Voltando à ideia inicial de nossa aula, imaginamos que já tenha percebido a diferença entre conflito e briga. Assista ao vídeo “Curso de Mediação de Conflitos – Parte 5” e amplie o seu conhecimento. https://www.youtube.com/watch?v=62oOWkRooxI
Acesse o PDF do livro “Conflitos na escola: modos de transformar” e estude o item 1.2 “Contribuição da teoria” (páginas 29 a 40). http://www.mprj.mp.br/documents/112957/10381358/cartilha_cecip_conflitos_na_escola_modos_de_transformar.pdf
Mas será então que os conflitos têm benefícios? Podemos aprender com eles? Quais seriam então os benefícios do conflito?
Os conflitos nos proporcionam benefícios, é o que decorre dos ensinamentos de Seidel (2007, p.11), quando afirma que é justamente a não aceitação dos conflitos que provoca a violência. Esta busca resolver o conflito, negando o outro. Todavia, quando se aprende a lidar com o conflito de forma não violenta, ele deixa de ser encarado como o oposto da paz para ser visto como um dos modos de existir em sociedade.

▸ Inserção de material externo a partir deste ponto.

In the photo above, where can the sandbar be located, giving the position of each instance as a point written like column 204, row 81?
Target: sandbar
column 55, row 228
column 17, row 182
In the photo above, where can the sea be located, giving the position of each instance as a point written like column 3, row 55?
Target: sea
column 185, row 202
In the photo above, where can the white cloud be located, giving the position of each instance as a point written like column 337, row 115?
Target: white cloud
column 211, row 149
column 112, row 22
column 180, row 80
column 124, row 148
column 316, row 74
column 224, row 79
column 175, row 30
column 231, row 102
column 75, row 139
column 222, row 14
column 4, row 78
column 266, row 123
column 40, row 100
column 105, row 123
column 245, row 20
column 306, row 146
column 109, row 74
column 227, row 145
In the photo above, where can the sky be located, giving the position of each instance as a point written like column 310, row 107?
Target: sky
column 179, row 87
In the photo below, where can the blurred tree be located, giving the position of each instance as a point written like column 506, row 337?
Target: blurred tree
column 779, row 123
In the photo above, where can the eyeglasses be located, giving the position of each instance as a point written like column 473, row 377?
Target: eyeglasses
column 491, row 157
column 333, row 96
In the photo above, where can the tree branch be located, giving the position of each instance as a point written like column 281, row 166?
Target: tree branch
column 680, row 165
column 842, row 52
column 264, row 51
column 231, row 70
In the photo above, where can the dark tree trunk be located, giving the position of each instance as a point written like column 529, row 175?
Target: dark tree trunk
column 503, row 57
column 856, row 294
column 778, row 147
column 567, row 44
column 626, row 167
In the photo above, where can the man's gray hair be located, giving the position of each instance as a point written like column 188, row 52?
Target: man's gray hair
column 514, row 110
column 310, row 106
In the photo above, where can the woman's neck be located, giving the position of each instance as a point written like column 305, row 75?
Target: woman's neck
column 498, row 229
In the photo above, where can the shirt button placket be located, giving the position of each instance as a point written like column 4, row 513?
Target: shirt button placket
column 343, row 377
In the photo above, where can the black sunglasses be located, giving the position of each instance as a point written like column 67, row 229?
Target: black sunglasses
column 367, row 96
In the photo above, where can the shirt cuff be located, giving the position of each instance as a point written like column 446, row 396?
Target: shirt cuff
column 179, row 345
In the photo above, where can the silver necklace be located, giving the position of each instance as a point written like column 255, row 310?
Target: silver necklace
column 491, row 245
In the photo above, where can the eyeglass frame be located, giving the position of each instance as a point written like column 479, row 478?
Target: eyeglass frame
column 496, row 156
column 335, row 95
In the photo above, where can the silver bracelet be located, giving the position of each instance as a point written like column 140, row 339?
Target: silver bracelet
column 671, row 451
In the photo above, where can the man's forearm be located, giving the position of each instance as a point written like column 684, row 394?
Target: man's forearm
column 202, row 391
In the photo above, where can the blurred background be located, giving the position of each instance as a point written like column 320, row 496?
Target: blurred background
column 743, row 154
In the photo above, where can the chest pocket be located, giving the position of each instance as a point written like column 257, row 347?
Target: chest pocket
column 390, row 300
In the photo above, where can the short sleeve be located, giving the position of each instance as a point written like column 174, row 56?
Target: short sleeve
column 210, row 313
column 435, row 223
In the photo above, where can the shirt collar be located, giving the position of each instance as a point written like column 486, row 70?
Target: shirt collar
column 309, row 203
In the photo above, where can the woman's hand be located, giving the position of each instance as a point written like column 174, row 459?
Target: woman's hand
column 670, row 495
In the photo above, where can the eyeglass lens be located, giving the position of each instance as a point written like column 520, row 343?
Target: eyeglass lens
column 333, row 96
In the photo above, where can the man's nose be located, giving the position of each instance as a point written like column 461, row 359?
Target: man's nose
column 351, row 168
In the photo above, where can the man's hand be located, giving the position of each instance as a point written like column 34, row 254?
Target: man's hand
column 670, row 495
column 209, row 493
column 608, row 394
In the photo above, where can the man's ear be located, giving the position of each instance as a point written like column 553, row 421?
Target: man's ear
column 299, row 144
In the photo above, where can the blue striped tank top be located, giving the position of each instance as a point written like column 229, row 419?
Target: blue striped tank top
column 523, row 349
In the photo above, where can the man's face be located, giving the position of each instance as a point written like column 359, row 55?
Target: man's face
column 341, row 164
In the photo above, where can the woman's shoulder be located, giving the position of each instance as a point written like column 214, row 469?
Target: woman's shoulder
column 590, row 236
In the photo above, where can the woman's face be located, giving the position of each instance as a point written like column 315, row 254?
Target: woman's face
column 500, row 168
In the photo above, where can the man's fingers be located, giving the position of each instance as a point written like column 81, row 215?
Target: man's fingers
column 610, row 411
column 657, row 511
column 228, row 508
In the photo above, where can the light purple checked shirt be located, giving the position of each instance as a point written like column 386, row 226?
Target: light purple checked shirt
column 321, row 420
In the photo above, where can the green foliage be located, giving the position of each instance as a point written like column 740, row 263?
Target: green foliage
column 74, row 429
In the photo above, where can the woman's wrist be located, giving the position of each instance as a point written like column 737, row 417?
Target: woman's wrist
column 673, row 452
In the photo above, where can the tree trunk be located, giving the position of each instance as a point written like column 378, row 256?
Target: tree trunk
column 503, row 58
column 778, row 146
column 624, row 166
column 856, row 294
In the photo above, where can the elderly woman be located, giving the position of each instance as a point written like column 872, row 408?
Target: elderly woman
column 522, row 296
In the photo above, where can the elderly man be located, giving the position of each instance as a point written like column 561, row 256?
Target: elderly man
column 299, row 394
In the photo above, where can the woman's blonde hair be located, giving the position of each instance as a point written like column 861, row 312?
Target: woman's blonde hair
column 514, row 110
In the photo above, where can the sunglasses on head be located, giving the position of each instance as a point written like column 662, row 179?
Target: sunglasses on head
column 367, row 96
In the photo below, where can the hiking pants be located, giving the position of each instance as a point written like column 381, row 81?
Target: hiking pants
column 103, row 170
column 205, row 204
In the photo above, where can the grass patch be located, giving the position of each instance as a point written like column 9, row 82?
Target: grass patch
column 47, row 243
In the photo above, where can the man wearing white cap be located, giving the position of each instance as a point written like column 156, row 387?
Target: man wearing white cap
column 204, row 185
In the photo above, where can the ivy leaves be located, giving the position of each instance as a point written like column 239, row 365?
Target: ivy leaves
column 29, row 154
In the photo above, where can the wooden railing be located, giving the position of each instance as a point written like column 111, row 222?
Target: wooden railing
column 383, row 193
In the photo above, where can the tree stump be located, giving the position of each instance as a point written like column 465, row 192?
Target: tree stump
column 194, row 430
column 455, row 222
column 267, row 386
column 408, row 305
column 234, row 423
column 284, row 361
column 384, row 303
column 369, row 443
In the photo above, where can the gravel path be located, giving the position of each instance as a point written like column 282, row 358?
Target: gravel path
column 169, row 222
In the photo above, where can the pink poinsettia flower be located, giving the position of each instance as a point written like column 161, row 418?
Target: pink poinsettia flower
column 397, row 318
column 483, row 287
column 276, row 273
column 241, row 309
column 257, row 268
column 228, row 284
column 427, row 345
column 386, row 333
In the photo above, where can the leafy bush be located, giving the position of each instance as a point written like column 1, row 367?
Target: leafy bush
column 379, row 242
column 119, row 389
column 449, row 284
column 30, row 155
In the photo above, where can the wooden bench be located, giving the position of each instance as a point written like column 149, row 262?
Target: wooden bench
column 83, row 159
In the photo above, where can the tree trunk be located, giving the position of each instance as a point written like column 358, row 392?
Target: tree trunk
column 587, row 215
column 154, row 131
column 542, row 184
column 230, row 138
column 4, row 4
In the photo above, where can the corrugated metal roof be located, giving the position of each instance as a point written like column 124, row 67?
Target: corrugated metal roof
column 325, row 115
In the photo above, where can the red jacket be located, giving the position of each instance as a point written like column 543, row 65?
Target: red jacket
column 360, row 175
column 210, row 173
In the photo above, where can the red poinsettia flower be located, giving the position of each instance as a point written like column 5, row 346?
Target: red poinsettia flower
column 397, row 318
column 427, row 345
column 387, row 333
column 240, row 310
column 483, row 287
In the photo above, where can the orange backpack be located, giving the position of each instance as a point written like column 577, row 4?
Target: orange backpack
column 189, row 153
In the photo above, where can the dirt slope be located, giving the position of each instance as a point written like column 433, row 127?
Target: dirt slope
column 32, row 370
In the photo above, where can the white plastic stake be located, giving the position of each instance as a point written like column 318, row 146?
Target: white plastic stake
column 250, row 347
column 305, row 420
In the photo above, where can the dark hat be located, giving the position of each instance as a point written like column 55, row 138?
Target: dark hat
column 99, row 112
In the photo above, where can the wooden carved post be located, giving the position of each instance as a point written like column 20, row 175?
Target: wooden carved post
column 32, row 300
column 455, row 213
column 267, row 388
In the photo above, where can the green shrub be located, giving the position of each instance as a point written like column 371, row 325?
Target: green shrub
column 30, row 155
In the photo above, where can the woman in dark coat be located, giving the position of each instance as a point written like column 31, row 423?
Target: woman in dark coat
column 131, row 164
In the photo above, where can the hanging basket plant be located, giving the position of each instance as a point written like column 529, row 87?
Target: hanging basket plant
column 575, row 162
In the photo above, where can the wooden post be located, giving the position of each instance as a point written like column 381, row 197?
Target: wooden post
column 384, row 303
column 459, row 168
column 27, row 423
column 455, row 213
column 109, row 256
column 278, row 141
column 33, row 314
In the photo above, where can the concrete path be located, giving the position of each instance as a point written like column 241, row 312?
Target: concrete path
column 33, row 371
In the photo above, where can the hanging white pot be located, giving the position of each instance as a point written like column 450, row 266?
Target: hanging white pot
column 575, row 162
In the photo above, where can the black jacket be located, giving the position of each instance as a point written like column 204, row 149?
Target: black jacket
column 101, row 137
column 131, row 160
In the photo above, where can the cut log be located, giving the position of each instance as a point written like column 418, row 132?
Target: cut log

Entre os benefícios do conflito, podemos citar:
a) Estimulam o pensamento crítico e criativo;
b) Melhoram a capacidade de tomar decisões;
c) Reforçam a consciência da possibilidade de opção;
d) Incentivam diferentes formas de encarar problemas e situações;
e) Melhoram relacionamentos e a apreciação das diferenças;
f) Promovem autocompreensão.
Também os conflitos trazem ótimas oportunidades de trabalhamos a Comunicação efetiva e ampliar as nossas competências conversacionais. Falaremos sobre técnicas para aprimorar a nossa comunicação na aula 04, sobre Comunicação Não-violenta (CNV), mensagens-eu e escuta ativa.
Pensando dessa forma, o conflito não é um obstáculo à paz. Pelo contrário, para construir uma cultura de paz é preciso mudar atitudes, crenças e comportamentos. A paz é um conceito dinâmico que nos leva a provocar, enfrentar e resolver os conflitos de uma forma não violenta. Uma educação para a paz reconhece o conflito como um trampolim para o desenvolvimento que não busque a eliminação do conflito, mas sim, modos criativos e não violentos de resolvê-los.
WEIL (2002) nos apresenta que
Para entender melhor aonde nos leva a visão da paz como fenômeno externo ao homem, acompanhemos o seguinte raciocínio: onde não há ódio, não há guerra, nem haverá nunca; também não existirá conflito armado onde não houver armas; mas, se não tratarmos o interior dos homens, bastará que alguém forneça a munição, e o conflito explodirá tão ou mais forte que antes. O ódio habita o interior das pessoas, enquanto as armas são um sinal exterior. (WEILL, 2006, p. 30).
Ainda o mesmo autor nos indica que a paz está dentro de nós. Ou então não existe. Se é no espírito dos homens [das mulheres] que começam as guerras, então, é nas escolas da Terra que se moldará a nova consciência, capaz de pôr um termo a toda violência.